About the Artist
Richard Herschberger is a visual artist based in the central Illinois farm country. He learned that being creative and innovative is a natural attribute to be used and not just stumbled onto or declared a useless pastime. Though Amish, his parents, and extended family learned to utilize creativity and innovation within the parameters of a structured life. Richard saw this even in his Amish grandmother who made over 150 beautiful creative quilts addressed with color and design.

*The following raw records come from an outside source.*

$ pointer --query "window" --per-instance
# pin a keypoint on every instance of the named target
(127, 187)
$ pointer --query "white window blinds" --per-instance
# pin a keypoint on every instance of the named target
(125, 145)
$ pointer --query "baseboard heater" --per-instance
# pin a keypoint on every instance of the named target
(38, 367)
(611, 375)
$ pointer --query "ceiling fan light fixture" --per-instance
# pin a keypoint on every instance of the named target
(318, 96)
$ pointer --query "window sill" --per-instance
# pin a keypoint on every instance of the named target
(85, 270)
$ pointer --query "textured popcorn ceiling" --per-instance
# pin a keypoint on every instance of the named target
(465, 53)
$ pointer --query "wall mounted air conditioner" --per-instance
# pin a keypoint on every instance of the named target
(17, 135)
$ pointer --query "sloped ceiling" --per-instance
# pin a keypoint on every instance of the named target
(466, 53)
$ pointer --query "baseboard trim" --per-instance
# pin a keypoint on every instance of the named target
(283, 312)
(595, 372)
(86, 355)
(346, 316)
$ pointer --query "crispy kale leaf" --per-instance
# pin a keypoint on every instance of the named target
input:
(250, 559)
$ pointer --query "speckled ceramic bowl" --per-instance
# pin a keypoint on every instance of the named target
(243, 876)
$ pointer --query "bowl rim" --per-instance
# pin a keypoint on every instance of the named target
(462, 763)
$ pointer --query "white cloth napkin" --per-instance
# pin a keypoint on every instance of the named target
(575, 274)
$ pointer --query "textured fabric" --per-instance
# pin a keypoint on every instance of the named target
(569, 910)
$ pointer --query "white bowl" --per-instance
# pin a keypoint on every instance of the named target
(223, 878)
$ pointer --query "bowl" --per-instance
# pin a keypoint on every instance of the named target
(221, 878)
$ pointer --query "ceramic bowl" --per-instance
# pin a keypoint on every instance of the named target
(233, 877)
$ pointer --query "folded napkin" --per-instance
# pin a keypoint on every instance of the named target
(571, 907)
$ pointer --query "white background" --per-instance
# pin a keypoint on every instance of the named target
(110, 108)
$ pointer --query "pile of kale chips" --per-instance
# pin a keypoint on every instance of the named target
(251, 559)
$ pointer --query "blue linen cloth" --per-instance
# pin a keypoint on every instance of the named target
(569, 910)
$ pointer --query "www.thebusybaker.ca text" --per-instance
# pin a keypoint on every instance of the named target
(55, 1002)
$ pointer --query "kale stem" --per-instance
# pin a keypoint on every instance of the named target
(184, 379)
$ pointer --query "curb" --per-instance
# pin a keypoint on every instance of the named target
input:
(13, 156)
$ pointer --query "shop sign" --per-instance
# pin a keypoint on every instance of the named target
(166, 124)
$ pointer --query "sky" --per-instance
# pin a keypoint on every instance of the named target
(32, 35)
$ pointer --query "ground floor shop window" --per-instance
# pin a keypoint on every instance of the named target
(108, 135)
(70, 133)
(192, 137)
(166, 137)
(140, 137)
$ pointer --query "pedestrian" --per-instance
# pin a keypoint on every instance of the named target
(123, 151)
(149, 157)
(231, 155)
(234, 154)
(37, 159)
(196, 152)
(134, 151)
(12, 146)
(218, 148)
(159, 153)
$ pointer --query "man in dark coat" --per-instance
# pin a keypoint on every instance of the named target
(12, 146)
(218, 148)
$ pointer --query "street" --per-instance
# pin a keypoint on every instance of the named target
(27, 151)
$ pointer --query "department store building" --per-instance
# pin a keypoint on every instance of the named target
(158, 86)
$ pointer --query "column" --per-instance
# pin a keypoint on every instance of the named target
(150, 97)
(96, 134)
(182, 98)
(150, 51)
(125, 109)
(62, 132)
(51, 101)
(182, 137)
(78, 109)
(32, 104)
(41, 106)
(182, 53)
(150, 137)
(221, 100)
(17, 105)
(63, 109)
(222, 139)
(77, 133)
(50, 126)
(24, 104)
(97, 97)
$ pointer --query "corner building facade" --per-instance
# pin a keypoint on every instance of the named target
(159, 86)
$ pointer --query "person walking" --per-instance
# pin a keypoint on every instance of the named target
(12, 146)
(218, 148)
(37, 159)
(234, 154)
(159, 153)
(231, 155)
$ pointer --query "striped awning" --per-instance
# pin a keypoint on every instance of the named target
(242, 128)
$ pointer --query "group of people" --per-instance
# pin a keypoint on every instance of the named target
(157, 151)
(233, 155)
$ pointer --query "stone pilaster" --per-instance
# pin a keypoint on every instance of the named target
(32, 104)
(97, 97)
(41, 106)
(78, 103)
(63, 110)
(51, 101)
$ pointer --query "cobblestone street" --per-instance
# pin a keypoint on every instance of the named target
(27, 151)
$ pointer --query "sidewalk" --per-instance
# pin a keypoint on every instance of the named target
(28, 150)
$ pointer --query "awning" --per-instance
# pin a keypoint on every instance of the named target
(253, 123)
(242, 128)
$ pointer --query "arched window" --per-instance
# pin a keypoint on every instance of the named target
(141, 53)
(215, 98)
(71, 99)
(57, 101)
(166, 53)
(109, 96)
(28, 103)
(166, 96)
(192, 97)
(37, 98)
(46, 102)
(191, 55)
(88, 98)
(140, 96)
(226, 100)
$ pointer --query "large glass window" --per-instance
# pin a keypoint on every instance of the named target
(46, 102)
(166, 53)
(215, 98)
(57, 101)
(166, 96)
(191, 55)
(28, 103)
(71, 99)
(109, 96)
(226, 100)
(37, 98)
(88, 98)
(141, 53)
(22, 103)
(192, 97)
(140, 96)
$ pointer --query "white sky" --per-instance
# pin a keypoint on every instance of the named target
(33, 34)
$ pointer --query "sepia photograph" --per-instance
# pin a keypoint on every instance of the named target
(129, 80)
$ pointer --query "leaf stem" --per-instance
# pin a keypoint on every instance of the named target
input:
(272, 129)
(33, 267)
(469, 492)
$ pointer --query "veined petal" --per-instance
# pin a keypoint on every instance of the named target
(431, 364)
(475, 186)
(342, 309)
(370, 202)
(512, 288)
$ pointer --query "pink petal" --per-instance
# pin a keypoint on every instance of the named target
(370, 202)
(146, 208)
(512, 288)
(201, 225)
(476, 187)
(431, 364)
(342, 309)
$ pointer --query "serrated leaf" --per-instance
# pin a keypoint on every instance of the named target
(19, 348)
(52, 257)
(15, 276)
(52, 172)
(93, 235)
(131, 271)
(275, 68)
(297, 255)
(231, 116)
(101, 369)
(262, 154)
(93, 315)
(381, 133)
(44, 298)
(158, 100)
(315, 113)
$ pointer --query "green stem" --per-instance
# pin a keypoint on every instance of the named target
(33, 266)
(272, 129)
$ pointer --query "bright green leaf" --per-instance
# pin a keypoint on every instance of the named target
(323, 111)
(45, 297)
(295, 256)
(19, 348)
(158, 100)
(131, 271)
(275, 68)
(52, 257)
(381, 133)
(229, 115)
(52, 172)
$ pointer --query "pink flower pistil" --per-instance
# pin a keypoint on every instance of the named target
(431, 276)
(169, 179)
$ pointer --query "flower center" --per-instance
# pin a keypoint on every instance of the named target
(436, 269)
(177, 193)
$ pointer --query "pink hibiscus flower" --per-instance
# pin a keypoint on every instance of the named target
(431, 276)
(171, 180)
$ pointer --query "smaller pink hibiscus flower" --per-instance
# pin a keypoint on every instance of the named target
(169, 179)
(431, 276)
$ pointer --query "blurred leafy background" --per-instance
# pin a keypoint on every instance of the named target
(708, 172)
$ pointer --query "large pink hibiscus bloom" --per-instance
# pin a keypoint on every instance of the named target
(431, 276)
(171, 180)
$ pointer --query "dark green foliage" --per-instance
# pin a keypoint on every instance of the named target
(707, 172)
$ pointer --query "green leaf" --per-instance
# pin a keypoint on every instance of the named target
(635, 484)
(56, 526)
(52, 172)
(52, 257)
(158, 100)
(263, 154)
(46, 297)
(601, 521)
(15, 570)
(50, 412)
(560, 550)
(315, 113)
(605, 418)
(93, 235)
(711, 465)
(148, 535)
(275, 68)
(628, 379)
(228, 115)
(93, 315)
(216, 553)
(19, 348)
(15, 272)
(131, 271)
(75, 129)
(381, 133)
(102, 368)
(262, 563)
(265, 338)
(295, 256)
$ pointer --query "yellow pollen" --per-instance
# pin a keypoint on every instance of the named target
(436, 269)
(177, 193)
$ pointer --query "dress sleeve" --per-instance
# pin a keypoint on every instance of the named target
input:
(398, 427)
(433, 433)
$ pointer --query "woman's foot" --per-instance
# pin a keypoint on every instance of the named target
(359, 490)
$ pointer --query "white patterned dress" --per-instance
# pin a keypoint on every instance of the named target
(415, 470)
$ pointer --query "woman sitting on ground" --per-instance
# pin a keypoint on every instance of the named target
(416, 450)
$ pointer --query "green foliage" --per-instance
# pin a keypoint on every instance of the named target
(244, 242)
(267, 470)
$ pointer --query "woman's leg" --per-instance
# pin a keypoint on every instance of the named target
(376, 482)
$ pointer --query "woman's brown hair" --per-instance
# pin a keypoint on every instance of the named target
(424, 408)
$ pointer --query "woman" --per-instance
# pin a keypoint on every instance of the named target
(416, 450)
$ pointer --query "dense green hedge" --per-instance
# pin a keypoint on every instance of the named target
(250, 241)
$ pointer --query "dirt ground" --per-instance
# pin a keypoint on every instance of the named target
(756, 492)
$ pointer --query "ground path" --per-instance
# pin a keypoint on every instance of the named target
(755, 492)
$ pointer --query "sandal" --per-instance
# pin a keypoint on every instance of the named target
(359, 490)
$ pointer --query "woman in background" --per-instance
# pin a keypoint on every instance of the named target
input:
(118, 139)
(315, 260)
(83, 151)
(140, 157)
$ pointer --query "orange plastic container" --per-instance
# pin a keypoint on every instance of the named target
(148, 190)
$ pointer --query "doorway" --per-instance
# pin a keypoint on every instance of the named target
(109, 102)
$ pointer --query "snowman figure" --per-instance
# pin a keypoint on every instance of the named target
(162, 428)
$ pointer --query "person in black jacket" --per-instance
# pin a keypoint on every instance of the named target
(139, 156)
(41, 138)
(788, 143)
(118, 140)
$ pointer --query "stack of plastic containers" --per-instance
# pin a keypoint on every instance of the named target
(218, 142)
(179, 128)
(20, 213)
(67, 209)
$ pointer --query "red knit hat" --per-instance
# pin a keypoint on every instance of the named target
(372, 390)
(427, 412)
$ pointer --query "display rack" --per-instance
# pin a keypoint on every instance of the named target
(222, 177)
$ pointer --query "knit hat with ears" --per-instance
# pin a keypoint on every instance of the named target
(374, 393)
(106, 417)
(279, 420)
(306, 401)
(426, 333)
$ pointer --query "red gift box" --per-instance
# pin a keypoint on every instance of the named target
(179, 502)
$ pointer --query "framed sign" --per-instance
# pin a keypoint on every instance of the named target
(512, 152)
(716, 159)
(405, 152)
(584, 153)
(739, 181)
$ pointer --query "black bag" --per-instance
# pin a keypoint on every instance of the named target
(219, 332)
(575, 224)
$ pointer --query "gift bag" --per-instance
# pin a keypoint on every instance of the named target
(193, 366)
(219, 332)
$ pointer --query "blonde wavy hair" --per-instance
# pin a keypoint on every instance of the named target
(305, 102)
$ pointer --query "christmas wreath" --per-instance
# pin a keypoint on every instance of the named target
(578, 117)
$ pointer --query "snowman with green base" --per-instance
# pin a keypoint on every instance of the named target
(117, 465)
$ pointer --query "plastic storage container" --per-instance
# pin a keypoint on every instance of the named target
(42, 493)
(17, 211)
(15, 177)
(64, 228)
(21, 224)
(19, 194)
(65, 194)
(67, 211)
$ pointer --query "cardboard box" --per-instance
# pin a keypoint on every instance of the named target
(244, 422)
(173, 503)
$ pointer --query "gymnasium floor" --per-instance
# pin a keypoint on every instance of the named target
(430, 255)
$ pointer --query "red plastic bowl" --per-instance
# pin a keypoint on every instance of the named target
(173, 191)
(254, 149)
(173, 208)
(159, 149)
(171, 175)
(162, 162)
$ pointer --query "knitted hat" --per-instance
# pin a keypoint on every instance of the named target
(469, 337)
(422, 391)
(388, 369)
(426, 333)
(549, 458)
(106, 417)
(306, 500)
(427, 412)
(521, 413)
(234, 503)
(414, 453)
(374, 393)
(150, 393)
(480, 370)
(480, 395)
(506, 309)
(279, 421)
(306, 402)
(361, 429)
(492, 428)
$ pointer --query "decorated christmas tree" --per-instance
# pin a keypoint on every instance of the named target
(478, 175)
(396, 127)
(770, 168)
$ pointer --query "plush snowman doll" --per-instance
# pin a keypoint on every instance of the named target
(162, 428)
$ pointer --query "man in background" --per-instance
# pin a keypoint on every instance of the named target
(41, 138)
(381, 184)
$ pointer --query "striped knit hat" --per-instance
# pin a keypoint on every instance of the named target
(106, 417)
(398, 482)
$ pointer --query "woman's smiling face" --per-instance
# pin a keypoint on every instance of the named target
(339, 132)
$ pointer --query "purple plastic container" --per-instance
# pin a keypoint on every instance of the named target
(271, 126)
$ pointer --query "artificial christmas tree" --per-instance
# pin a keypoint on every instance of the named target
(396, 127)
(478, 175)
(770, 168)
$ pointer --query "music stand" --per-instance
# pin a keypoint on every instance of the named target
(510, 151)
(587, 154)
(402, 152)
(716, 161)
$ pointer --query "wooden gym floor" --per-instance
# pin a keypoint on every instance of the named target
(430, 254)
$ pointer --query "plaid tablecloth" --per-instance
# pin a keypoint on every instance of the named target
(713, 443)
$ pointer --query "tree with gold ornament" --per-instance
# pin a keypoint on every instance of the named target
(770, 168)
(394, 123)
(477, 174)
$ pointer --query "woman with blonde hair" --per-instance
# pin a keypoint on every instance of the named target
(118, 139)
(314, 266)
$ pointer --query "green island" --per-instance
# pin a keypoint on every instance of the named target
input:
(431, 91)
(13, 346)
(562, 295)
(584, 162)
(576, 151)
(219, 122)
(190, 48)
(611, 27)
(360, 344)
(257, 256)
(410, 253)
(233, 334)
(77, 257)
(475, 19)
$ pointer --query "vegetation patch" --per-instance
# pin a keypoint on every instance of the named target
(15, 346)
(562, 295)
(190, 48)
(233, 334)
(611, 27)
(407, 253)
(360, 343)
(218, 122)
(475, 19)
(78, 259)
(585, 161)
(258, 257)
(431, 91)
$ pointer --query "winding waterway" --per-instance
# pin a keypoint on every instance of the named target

Richard’s father would restructure the new John Deere combine and many other farming equipment pieces on the grain farm to function even better. Richard’s mother created beautiful floral gardens and glorious floral centerpieces from her garden for others to enjoy at her church and friends’ special occasions. She joined a local small-town art club and learned to paint as a hobby.
Two early life events that Richard recalls utilizing his innovation and observation are: making from wood scraps a rear bicycle seat on his little bike so that his little sister could ride with him; and running into the house one spring morning after counting the blossoms in the garden, to declare to his mother that they would have 922 strawberries to pick. Growing up and working on the family grain farm gave Richard continual venues to observe, create and innovate in. Colors, shapes, and designs from the earthworm coming up out of the mud to the sky filled with clouds and stars, stirred his imagination.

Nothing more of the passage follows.